For those who haven't had a chance to look at Matt's web site  this map gives a Cliff's Notes version of the voyage.  CRAB stands for Cheasapeake Region Accessible Boating.  Matt's voyage raised $80,000 (so far) for this group who help handicapped individuals get out on the water in small boats.  The goal is $250,000 and CRAB is still taking donations.

While we waited I watched the Annapolis YC Opti  kids go through practice drills under the watchful eye of a coach boat.  In the distance I could also see a couple of fast moving boats.  I'm tempted to think that John Zseleczky and Bill Beaver were out in their foiler Moths but the boats were too distant for a positive ID.

About a quarter after eleven the spectator fleet departed so we knew he was getting close.  This is Woodwind II. She takes passengers on short bay cruises and is also hired out for events such as this.

This skipjack also headed out with a load of paying customers.

When they bring out the bagpipes you know things are getting serious.  Some people think that pipers are festive.  I tend to associate them with the funerals of policemen and fire fighters who have died in the line of duty.

Finally, right at high noon Brendan, Matt's Albin Vega 27 swung around Horn Point and into view.  This boat is the same as the one which Classic Moth Boaters Grant and Amelia are sailing down in the islands,

The spectator fleet escorted Brendan into Annapolis harbor.

After entering the harbor Matt sails Brendan past the Severn Sailing Association's club house.

Meanwhile the town's fire boat added to the festive mood.

He did a slow loop of the harbor.

He passed my vantage point and proceeded beyond the dock were he'd finally tie up so that he could heave to into the wind a drop his sails.  Brendan does not have an engine.

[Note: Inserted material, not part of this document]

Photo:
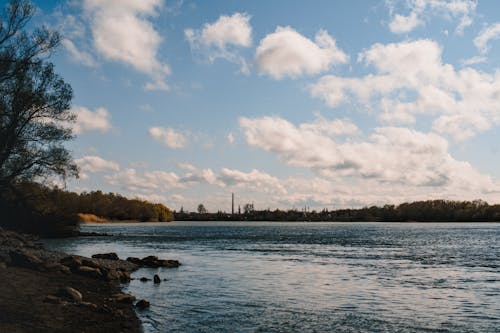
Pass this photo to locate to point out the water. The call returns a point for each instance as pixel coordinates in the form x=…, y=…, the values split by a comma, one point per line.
x=311, y=277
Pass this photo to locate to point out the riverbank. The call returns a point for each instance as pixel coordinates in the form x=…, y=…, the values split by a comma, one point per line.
x=49, y=291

I think the fire boat missed an opportunity.  Instead of shooting water into the air they could have power washed that hull!  Which is worse, the marine growth or the pollution?  This boat was at sea 310 days.
Safely berthed.
After Matt came ashore things moved back to the tent area.  By the time I made my way from the dock to the tent I was well towards the back, but then again how many bloggers allow you to study the backs of people's heads?  There's not a boring head in this entire picture.

But fear not, dear constant reader.  This is where the magic of 9 mega pixels and a 10X optical zoom earn their keep.  Much speechifying took place.  Noted yachtsman Gary Jobson was the MC.

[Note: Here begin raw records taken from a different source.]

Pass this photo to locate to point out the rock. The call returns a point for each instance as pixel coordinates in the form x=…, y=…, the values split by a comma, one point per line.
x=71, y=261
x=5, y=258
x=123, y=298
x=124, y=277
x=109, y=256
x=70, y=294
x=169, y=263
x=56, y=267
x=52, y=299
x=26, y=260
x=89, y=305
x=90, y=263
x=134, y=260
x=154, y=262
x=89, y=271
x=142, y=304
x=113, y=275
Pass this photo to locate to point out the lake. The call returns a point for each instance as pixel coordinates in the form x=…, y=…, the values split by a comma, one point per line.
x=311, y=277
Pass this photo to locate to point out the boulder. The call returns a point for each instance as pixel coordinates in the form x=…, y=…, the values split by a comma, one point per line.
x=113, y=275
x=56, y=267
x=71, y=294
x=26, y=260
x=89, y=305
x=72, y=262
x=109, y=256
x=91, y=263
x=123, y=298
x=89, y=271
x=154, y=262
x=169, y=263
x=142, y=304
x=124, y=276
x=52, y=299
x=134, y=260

Maryland Governor Martin O'Malley and his wife were among those to officially welcome Matt home.

The Governor's wife, who avidly followed Matt's journey, noted that he was wearing this very same "Popeye" t-shirt back at the departure party almost a year ago!  Good thing there was a fair breeze and we were up wind.

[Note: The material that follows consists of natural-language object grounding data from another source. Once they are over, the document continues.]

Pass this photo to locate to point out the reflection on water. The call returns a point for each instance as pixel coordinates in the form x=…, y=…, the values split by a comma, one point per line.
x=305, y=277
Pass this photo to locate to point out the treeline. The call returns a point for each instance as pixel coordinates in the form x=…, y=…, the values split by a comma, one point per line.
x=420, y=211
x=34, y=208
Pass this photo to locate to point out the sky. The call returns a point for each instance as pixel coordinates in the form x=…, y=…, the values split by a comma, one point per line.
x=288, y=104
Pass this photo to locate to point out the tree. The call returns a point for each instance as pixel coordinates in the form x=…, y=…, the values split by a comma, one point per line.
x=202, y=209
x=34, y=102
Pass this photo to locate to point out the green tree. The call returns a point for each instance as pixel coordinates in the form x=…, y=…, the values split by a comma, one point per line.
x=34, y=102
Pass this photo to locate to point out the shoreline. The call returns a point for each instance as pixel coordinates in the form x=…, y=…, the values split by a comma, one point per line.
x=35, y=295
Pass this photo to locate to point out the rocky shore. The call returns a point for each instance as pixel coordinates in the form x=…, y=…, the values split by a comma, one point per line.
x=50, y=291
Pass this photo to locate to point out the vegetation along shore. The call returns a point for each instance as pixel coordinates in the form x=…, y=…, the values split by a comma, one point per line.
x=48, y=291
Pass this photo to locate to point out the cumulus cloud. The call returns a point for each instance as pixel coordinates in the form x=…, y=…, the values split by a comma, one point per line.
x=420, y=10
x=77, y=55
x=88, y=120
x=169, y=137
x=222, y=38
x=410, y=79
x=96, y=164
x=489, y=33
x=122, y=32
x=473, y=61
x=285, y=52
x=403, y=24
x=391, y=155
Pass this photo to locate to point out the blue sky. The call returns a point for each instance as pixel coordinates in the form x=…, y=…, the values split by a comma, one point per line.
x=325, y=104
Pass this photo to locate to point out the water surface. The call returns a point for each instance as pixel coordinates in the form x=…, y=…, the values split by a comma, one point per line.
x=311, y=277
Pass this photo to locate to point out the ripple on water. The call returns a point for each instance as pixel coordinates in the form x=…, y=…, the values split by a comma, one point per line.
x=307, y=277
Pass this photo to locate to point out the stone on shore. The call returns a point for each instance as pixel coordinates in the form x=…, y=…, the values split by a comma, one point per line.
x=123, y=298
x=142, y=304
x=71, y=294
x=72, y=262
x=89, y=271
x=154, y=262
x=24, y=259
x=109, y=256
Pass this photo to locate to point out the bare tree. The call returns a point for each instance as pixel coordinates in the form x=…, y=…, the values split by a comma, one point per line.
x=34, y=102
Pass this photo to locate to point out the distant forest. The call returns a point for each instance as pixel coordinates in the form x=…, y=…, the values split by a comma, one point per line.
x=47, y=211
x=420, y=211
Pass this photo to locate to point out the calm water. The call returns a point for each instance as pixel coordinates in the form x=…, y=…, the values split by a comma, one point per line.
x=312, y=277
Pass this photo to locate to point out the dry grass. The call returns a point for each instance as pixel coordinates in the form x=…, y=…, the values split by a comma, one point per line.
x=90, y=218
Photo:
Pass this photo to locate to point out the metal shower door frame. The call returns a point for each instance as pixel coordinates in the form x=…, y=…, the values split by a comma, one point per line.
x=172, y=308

You can read more about Matt's arrival here:

After the speeches were finished and the crowd started to drift away I went over to Pip's hot dog stand for a foot long "Chicago Dog".  Most satisfactory!

One last look at Brendan.  Aaaah, it'll buff right out.


  1. Cheers, Matt! More of a man than this blogger, for sure.

    And yes, Bagpipes always bring a tear to my eyes.

  2. Wish I could have been there too. What an amazing feat!

  3. Baydog/Tillerman: Yes it certainly is an amazing feat. He suffered break downs of his desalination system (among other things) and on at least one occasion was knocked down to the point where his mast tip was kissing the water; a broken port hole in the dog house and it would have been "so long, Matt".

    Two of the four years I spent "boating with the Government" back in the 70s were on a 378 foot Cutter out of Boston. We did a lot of ocean station patrols, mostly parked off the south tip of Greenland. Even in a ship of that size and capability there were times we took a hell of a beating. I know that people go to sea all the time in small boats but I can't begin to imagine being out there in a 27 footer. During the remarks he made after coming ashore Matt indicated that since fear leads to panic, it's an emotion you can't afford to take to sea. Easier said than done!